Shelly caught Catherine’s look. So did the worker.

“I didn’t know we packed the flower preservative at this end,” Catherine said.

“We don’t for Blooms,” Shelly told her smoothly. He was completely relaxed. “But for GardenAir it makes it all much easier. Much quicker. Our clients can buy the flowers the moment they’re unloaded from the truck. We don’t have to hold them up putting on the packets, and they don’t have to hold up their customers. It’s just another service we offer.”

“Good idea,” Catherine said. “Look, do you have to stay here? Or can you come have breakfast—or lunch—or whatever you eat at this ungodly hour—with Piet and me?”

“We’re shorthanded today. One of the packers is sick. You and Piet go on without me. But let’s have dinner tonight. Somewhere interesting. There’s a great Turkish restaurant—”

“Shelly, I’m sorry. I’m flying back today.”

“What? Why? You just got here.”

“It was just an impulse trip. A spur-of-the-moment thing.”

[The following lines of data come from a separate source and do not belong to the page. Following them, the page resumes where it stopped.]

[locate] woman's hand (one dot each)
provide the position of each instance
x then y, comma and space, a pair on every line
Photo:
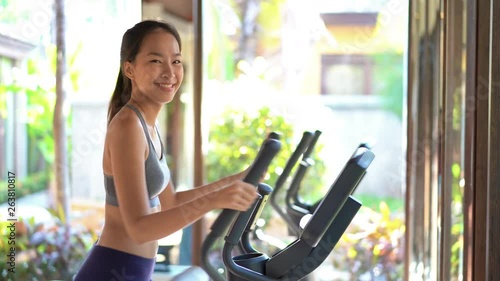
238, 195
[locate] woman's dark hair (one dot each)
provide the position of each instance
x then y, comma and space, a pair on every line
131, 43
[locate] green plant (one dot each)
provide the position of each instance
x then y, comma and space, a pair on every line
388, 81
45, 251
30, 184
234, 141
372, 247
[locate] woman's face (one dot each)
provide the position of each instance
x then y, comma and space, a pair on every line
157, 70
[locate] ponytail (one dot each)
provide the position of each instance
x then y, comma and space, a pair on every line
121, 95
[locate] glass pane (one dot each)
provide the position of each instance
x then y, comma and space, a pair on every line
296, 66
453, 154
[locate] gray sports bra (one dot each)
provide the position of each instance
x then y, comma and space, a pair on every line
157, 172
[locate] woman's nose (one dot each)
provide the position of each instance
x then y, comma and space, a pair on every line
168, 72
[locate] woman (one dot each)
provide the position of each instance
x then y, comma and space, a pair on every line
141, 205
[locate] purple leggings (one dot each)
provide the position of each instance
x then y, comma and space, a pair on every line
106, 264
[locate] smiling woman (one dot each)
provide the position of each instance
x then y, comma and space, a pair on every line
141, 204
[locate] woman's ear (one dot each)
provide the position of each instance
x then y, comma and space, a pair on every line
128, 70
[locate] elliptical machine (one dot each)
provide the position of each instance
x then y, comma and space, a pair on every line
318, 238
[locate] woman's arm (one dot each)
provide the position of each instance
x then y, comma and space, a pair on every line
128, 150
169, 198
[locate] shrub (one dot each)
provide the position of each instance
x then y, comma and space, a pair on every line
45, 251
235, 138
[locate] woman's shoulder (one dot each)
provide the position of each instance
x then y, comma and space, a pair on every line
125, 123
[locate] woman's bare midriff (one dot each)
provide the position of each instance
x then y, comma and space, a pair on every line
115, 236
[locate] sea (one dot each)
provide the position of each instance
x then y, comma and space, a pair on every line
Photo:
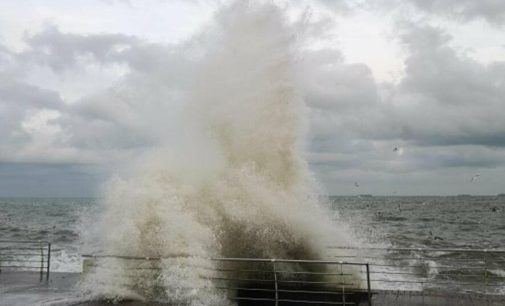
410, 222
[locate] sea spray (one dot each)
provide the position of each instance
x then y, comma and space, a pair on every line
234, 186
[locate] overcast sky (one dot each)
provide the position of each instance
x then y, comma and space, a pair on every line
79, 78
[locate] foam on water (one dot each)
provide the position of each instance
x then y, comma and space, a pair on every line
234, 186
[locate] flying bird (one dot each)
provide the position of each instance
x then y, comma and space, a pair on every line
474, 177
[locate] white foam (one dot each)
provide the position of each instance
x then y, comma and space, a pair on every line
235, 185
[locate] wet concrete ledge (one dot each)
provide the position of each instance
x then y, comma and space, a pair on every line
25, 288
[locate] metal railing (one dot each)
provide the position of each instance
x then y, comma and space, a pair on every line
432, 269
253, 281
25, 256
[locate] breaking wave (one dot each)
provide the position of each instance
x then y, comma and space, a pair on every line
235, 185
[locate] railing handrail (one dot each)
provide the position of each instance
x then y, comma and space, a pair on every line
484, 250
236, 259
45, 262
25, 241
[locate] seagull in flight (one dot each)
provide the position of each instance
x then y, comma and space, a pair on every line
474, 177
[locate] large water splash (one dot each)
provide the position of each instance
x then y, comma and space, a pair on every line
234, 186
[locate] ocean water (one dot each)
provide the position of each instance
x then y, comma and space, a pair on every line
399, 222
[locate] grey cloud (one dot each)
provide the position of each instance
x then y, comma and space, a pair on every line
490, 10
51, 180
60, 51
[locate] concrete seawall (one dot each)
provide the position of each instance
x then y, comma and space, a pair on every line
25, 288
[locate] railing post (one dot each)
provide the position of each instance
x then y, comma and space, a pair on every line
275, 284
41, 260
48, 259
369, 287
342, 282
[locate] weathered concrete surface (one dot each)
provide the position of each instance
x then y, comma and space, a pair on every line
25, 289
414, 298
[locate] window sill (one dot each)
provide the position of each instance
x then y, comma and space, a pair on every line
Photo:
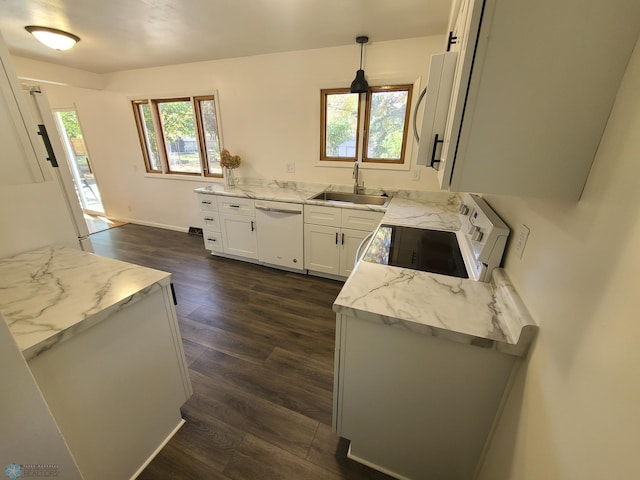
188, 178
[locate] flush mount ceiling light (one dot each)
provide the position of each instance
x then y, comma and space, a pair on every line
52, 37
360, 85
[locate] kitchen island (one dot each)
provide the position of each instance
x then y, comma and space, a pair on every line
423, 361
101, 339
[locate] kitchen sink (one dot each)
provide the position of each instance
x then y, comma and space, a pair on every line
354, 198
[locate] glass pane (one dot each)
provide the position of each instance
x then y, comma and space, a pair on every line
211, 138
341, 125
78, 158
386, 124
144, 111
181, 141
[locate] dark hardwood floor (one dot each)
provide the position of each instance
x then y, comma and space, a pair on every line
259, 345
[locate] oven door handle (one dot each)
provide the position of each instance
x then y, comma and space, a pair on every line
364, 240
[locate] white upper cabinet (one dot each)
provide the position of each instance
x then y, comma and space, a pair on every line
534, 84
19, 162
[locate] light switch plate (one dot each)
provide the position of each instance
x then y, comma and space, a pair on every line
521, 240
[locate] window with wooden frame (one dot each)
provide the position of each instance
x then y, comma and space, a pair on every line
378, 136
179, 135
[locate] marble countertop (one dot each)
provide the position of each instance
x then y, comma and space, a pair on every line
488, 315
50, 294
298, 192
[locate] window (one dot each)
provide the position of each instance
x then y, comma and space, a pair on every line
381, 133
179, 135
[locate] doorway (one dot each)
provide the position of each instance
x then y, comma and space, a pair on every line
79, 161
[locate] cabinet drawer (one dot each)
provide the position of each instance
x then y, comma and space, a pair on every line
236, 205
211, 221
212, 240
360, 219
318, 215
207, 203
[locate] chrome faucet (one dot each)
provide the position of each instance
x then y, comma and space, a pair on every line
358, 185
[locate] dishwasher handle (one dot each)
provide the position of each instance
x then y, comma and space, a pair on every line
364, 240
278, 210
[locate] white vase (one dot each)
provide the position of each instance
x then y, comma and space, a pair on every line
229, 177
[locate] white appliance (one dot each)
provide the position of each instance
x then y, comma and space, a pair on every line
436, 107
280, 230
43, 116
473, 251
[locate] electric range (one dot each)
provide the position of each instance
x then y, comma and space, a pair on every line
471, 252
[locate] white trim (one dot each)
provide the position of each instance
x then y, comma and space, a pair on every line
157, 450
177, 176
355, 458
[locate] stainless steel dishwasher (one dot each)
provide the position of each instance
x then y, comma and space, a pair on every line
280, 229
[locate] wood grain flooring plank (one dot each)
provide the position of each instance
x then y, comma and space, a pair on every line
256, 458
301, 368
308, 400
275, 424
174, 464
259, 344
236, 345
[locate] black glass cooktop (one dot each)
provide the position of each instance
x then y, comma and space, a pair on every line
416, 248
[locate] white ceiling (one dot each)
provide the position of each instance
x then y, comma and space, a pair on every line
126, 34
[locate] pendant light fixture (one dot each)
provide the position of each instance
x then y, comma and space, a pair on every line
52, 37
359, 84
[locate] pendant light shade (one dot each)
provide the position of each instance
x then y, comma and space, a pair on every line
359, 84
52, 37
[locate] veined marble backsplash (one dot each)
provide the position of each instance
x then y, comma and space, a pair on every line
444, 198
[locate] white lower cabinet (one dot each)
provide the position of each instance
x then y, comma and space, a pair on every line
321, 249
332, 236
350, 240
412, 405
239, 235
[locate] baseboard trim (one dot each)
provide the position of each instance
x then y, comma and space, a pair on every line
157, 450
355, 458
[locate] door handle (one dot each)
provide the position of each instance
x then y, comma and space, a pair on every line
436, 141
42, 131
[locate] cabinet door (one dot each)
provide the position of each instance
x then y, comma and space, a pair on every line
239, 235
322, 248
349, 242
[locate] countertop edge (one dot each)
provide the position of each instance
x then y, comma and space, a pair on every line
89, 322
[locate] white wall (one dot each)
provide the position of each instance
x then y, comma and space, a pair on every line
575, 413
270, 116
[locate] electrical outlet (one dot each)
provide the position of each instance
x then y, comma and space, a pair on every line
521, 240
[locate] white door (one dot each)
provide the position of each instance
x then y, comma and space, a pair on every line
41, 111
239, 235
78, 159
322, 248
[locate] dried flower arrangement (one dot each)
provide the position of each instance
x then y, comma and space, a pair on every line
229, 161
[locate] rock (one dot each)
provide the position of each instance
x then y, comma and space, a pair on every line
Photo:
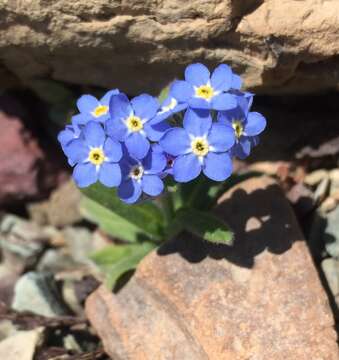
334, 176
301, 198
8, 279
330, 268
328, 205
62, 209
322, 190
54, 261
20, 157
38, 293
7, 329
275, 53
22, 345
28, 170
315, 177
21, 242
259, 299
331, 233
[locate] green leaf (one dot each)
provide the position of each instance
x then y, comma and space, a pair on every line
108, 221
204, 225
141, 220
115, 260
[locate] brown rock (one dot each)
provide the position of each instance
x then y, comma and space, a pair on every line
260, 299
20, 156
128, 44
61, 209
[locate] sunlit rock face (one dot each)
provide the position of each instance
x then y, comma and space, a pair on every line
277, 46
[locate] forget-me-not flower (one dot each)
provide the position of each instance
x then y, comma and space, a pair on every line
133, 123
91, 108
201, 90
141, 176
199, 146
245, 124
96, 157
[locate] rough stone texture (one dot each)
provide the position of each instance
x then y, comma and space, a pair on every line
278, 46
260, 299
28, 170
22, 345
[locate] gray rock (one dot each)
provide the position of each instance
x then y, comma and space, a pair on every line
330, 267
322, 190
21, 242
129, 44
331, 235
62, 209
38, 293
55, 261
22, 345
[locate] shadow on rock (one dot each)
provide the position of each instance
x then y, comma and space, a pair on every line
261, 220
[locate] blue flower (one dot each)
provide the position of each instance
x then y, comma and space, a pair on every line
91, 108
133, 122
204, 91
200, 146
246, 125
96, 157
141, 176
169, 107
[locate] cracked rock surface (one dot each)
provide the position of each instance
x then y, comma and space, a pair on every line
278, 46
264, 302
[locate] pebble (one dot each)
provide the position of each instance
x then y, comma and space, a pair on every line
37, 293
314, 178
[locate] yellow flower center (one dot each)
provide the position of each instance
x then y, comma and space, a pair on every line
238, 128
204, 91
96, 156
100, 110
137, 172
134, 123
200, 147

“Well, damn,” Shelly said. “I guess I could leave these guys—”

“No. Don’t. It’s not as if we never see each other anymore. Look, when will you be back in the States again?”

“I don’t know. Christmas, I guess.”

“That’s fine. I’ll see you then!” Catherine gave her brother a hug, and as she did, she was overwhelmed with a melancholy love. Touching her brother, she thought, My brother, and she felt his broad shoulders, strong arms, she smelled the maleness and the health of him. She wanted to weep with anguish and anger, she wanted to pound her fists against his chest.

She pulled away, her expression serene. Piet and Shelly exchanged a few notes on the day’s work, then Piet led Catherine back through the enormous building to his car.

“Are you sure you want to go home today? You haven’t seen anything of Amsterdam. You should at least see the Rijksmuseum.”

“No, I need to get back. For one thing, I’ve got to talk to Carla. Until I’ve done that, I won’t be able to concentrate on anything else. I’ll be back sometime, Piet. I’ll bring the children, and we’ll all see Amsterdam together.”

Piet helped her get her luggage from the hotel and stayed with her through the bore of checking her bags and getting through security at the airport. She would be leaving about the same time the flowers Blooms had ordered this morning would leave Amsterdam, and she and the flowers would both be in New York around nine in the morning. Amazing.

At the gate, Piet put his hands on Catherine’s shoulders.

“You’re a powerful woman, I hope you know that. You’ve always been a powerful woman, and now that you’re older you haven’t changed. Your birthday’s in December; you’re a fire sign.”

“That’s right,” Catherine said, charmed. “What are you?”

“I’m air, my darling. So you see, it wouldn’t have worked. I was attracted to you, but you would have consumed me.”

“No, I couldn’t have, Piet. You’ve always been like air, you’ve kept yourself invisible to me.”

They smiled at each other. Then Piet kissed her good-bye, a long kiss full on the mouth, and she was gone.

* * *

T
he flight home was interminable. She could not sleep. She had thought her life was as orderly as life could possibly get. Perhaps she should have known, or at least
anticipated
—for look how Shelly had been as a boy, as a student. He had loved drugs and fun then; how could she have forgotten what he was really like?

Yet he was her brother, part of her. She loved him, and the thought of tearing him from her life tugged at the cords of her heart.

She had phoned Kit from Schiphol airport to tell him what flight she was on. When her beloved lawyer Mr. Giles had died several years before, she had asked Kit if he would take over Blooms’ and GardenAir’s legal affairs, and he had agreed. This meant he’d had to ask for a reduction in his workload at Woodrow and Spiegel, and they had not been pleased. Yet he did such an excellent job on the cases he took that they couldn’t do without him. Recently Kit and Catherine had been discussing Kit’s leaving the firm to work full-time for Blooms and GardenAir. If that happened, Catherine would want Kit to be a full partner in the business—only fair, since Kit already contributed so much. Still, she held back. She was so used to being the one in charge. She and Kit already had to compromise with each other on disagreements about the children. What would the business do to their marriage? What would their marriage do to their business?